SambaCloud currently supports the following models for all developer accounts.
Model Lanes
- Fast Lane: These models are a showcase of our unique performance advantages and speeds.
- High Volume Lane: These models run with continuous batching — able to sustain high-volume workloads with large batch sizes.
Production models
Production models are intended for use in production environments and meet our high standards for speed and quality.
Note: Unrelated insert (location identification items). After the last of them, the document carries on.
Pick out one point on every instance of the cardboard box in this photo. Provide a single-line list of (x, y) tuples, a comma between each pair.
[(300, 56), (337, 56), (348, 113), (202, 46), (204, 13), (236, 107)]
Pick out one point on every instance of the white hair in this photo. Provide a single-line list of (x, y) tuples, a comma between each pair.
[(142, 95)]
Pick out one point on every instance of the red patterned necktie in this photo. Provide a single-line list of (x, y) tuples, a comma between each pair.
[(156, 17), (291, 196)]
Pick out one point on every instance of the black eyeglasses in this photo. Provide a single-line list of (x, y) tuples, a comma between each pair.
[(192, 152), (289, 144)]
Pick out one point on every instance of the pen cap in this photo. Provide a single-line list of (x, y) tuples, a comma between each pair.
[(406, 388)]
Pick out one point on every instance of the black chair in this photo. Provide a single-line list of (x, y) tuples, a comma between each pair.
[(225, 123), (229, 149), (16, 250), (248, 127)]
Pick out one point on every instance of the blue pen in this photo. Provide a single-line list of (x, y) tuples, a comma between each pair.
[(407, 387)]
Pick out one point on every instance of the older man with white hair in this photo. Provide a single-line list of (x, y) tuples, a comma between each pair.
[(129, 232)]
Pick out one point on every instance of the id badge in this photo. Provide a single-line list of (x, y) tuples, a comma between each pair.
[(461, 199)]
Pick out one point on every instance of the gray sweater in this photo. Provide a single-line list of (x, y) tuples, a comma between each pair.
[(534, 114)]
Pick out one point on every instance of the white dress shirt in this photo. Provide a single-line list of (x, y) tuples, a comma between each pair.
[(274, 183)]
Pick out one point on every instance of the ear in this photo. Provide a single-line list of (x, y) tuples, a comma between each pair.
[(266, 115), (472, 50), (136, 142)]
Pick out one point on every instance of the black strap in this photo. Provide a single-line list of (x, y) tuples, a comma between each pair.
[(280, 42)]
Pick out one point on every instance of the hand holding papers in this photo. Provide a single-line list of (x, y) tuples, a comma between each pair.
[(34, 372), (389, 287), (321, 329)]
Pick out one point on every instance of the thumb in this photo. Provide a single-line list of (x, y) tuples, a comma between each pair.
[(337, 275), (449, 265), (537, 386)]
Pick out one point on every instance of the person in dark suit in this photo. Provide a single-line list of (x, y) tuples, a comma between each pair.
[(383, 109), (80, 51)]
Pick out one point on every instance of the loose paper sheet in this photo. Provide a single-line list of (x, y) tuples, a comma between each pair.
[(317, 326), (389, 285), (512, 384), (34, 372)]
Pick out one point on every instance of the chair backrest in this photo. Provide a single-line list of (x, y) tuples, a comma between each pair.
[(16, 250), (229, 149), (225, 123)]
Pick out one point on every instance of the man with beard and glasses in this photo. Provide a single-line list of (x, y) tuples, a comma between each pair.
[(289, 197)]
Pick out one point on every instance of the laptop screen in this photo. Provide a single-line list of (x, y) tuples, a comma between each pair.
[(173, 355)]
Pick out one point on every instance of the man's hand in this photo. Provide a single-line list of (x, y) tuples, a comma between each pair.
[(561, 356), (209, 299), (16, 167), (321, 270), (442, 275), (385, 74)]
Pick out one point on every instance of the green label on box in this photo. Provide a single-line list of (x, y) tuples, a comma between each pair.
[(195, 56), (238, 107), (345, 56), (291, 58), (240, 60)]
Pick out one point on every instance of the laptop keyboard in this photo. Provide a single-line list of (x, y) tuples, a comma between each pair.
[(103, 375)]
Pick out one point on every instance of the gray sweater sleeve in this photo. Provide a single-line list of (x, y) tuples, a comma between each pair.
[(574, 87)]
| Developer | Model lane | Model ID | Context length | View on Hugging Face | Model evaluation report |
|---|
| MiniMax | | | | | |
| Fast Lane | MiniMax-M2.5 | 160k tokens | Model card | |
| DeepSeek | | | | | |
| Fast Lane | DeepSeek-V3.1 | 128k tokens | Model card | |
| Meta | | | | | |
| Fast Lane | Meta-Llama-3.3-70B-Instruct | 128k tokens | Model card | LatticeFlow AI report |
| OpenAI | | | | | |
| Fast Lane | gpt-oss-120b | 128k tokens | Model card | |
Preview models
Preview models are intended for evaluation purposes and developer experimentation only, and should not be used in production environments. These models have limited capacity and may be removed at short notice.
| Developer | Model lane | Model ID | Context length | Max file size1 | View on Hugging Face | Model evaluation report |
|---|
| DeepSeek | | | | | | |
| High Volume Lane | DeepSeek-V3.2 | 8k tokens | — | Model card | |
| Meta | | | | | | |
| Fast Lane | Llama-4-Maverick-17B-128E-Instruct | 128k tokens | Up to 5 images, each ≤ 20 MB | Model card | LatticeFlow AI report |
1 Applies to multimodal (image/audio) inputs where supported.